EPrints Technical Mailing List Archive

Message: #04102


< Previous (by date) | Next (by date) > | < Previous (in thread) | Next (in thread) > | Messages - Most Recent First | Threads - Most Recent First

[EP-tech] Manual replication, LAN -> DMZ


Currently we run Ubuntu 12.04LTS/eprints 3.2.2 in the DMZ – all changes are made directly there (only by our employees), but all of the documents are world-accessible.

 

I’d like to split it into two components – a full eprints repository running inside the LAN, where our authorized employees would continue to make edits, with nightly batch updates to the public server in the DMZ. Ideally the end result would  allow a complete, ground-up rebuild of the DMZ version were it ever to get hacked / damaged.

 

I plan on using rsync for the filesystem, preserving all timestamps & permissions, and don’t forsee any problems there.

 

For the database, I don’t want to use mysqldbcomare, because it syncs the entire database, and I want a crippled set of “user*” tables on the DMZ machine to thwart logging in.

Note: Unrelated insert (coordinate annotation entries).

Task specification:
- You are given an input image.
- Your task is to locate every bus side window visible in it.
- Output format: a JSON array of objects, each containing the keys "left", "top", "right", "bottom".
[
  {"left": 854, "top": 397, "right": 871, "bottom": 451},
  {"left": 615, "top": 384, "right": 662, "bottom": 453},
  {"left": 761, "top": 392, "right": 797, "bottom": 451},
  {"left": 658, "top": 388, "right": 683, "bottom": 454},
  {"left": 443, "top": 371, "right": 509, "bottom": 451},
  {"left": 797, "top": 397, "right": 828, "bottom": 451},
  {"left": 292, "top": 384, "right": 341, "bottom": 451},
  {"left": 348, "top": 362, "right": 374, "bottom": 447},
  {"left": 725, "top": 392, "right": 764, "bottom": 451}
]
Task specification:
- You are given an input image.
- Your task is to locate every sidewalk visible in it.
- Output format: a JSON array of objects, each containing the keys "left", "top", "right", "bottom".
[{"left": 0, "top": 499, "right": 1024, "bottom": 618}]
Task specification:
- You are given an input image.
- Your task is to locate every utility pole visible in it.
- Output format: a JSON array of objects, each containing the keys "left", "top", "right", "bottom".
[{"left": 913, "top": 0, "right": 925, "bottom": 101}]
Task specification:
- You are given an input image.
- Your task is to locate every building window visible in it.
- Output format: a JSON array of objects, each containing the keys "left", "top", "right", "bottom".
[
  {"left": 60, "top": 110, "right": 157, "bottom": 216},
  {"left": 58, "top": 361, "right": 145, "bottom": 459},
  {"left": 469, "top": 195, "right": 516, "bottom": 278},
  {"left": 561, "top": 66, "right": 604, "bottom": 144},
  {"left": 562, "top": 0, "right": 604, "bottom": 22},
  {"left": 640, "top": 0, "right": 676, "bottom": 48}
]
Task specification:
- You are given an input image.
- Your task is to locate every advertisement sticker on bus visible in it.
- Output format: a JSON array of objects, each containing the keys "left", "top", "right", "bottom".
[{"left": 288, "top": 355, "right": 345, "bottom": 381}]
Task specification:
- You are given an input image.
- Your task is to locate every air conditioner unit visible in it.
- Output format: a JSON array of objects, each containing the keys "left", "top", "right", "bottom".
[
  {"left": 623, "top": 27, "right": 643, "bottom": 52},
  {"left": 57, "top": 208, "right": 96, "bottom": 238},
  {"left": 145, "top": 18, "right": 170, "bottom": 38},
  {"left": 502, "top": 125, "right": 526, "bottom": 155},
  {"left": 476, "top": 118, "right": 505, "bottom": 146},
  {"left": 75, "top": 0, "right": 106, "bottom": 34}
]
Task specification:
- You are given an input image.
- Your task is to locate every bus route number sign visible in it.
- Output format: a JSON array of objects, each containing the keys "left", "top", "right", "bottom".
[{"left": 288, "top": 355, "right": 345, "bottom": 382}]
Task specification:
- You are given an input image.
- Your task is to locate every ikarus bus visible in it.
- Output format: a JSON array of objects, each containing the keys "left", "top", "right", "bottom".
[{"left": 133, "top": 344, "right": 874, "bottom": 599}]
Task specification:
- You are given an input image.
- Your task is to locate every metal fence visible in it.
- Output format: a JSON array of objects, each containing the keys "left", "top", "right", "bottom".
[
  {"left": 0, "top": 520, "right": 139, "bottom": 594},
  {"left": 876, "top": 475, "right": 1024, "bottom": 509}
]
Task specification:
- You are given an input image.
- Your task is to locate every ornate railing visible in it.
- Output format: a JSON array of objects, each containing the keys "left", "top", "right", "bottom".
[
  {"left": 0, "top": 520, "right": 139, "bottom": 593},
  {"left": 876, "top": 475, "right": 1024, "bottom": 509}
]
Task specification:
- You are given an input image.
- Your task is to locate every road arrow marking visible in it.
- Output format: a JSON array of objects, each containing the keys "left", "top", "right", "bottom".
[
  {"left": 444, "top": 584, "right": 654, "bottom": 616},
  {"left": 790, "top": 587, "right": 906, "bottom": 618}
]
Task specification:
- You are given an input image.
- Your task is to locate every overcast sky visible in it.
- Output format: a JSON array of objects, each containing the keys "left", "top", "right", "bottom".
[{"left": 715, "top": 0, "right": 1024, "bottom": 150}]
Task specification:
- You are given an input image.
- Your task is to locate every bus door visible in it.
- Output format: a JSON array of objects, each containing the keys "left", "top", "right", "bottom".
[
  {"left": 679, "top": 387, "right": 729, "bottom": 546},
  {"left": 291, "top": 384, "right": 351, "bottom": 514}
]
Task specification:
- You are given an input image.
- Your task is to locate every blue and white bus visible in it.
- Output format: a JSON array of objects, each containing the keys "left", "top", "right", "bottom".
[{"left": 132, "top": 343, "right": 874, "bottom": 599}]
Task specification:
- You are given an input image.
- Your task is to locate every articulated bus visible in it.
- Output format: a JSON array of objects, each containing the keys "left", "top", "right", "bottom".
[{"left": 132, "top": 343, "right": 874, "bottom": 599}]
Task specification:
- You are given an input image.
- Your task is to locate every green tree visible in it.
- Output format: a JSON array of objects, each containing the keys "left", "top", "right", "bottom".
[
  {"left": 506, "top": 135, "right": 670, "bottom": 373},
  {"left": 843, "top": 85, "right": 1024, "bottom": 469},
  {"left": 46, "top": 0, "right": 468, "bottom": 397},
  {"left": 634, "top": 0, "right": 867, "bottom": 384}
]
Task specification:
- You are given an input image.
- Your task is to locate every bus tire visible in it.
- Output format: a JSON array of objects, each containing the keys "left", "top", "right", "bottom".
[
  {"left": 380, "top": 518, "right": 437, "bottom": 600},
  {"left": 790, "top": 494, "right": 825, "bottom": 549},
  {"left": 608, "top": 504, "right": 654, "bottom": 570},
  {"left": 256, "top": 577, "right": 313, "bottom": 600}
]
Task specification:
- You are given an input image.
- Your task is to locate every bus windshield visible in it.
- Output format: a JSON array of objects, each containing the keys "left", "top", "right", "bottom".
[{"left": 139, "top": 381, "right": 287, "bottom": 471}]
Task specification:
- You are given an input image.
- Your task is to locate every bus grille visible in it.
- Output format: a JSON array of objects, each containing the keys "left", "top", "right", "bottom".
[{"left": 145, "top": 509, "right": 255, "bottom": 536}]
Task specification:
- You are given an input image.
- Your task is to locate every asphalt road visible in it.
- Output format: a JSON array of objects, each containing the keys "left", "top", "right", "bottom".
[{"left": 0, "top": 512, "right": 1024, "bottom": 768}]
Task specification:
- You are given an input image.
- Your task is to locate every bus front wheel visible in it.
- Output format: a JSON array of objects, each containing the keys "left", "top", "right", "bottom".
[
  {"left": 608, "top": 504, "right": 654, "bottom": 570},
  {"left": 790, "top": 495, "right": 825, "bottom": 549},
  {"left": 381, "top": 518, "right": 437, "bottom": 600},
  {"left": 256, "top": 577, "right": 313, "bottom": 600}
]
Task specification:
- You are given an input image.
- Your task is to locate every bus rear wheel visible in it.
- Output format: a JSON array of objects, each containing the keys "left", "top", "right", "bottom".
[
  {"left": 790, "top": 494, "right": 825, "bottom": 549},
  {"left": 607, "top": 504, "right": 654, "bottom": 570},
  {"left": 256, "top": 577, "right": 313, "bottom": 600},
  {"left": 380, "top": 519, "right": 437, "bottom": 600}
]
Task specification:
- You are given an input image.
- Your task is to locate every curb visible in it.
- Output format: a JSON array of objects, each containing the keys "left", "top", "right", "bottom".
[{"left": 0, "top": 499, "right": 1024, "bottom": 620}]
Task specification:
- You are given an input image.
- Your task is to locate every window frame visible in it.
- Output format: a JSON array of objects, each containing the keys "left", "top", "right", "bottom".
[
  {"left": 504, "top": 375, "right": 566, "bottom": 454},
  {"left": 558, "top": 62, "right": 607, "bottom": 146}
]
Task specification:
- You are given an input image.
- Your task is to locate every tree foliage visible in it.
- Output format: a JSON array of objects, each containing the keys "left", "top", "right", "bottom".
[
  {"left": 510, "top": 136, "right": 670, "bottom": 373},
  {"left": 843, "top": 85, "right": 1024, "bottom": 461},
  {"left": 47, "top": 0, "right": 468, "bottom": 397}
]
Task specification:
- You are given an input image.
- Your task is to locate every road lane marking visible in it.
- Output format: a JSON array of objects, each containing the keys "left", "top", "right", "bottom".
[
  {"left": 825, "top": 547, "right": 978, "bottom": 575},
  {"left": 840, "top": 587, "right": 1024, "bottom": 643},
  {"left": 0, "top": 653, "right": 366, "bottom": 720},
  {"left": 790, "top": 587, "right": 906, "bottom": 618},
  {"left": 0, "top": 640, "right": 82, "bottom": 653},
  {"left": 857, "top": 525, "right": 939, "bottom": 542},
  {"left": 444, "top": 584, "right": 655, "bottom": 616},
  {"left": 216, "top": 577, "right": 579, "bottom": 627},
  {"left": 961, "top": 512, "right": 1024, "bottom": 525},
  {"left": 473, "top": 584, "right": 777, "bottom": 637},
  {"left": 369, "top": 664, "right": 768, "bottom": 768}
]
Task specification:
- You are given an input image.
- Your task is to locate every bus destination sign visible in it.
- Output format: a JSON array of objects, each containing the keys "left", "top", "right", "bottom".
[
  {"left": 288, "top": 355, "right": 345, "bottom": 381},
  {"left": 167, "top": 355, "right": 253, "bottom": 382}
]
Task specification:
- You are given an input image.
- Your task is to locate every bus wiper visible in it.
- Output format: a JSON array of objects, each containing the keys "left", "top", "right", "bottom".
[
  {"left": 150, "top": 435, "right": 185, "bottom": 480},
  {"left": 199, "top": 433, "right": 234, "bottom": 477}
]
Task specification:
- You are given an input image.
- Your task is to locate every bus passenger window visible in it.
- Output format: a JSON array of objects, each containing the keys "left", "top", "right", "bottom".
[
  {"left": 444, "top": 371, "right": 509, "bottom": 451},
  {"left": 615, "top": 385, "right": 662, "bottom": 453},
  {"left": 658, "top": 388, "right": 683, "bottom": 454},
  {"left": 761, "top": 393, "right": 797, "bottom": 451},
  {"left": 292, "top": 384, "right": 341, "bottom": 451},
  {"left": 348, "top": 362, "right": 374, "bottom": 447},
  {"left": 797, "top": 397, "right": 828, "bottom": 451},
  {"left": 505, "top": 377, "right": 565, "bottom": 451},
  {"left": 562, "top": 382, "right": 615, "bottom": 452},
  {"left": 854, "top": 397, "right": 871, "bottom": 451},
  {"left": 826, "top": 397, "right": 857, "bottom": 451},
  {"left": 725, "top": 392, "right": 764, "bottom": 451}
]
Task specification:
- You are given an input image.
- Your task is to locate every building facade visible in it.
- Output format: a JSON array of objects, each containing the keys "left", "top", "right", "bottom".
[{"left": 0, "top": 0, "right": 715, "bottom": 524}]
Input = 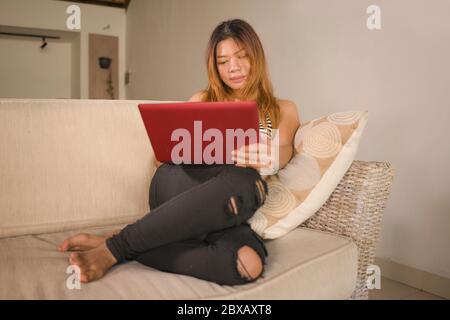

Instead, Percona pt-table-sync looks like the right tool, except it chokes on “eprint__rindex” (not ideal for the algorithms used by pt-table-sync). Excluding that table from the synchronization, everything else completes in a few seconds (if no changes are to be made).

 

Q1: If I run the indexer service on the DMZ box, will that correctly build “eprint__rindex”? Does the indexer “know” when files exist which need to be indexed, or must it be “told” by the eprints program to index new items?

 

Q2: I assume I don’t want to copy “access” & “access__ordervalues_en”,  or the “cache*” tables. What other tables do I not need to copy, or would be detrimental if I did?

 

Thanks!

Dan Stieneke

IT Specialist

USDA - ARS - NWISRL

3793 N 3600 E

Kimberly, ID 83341

208/423-6519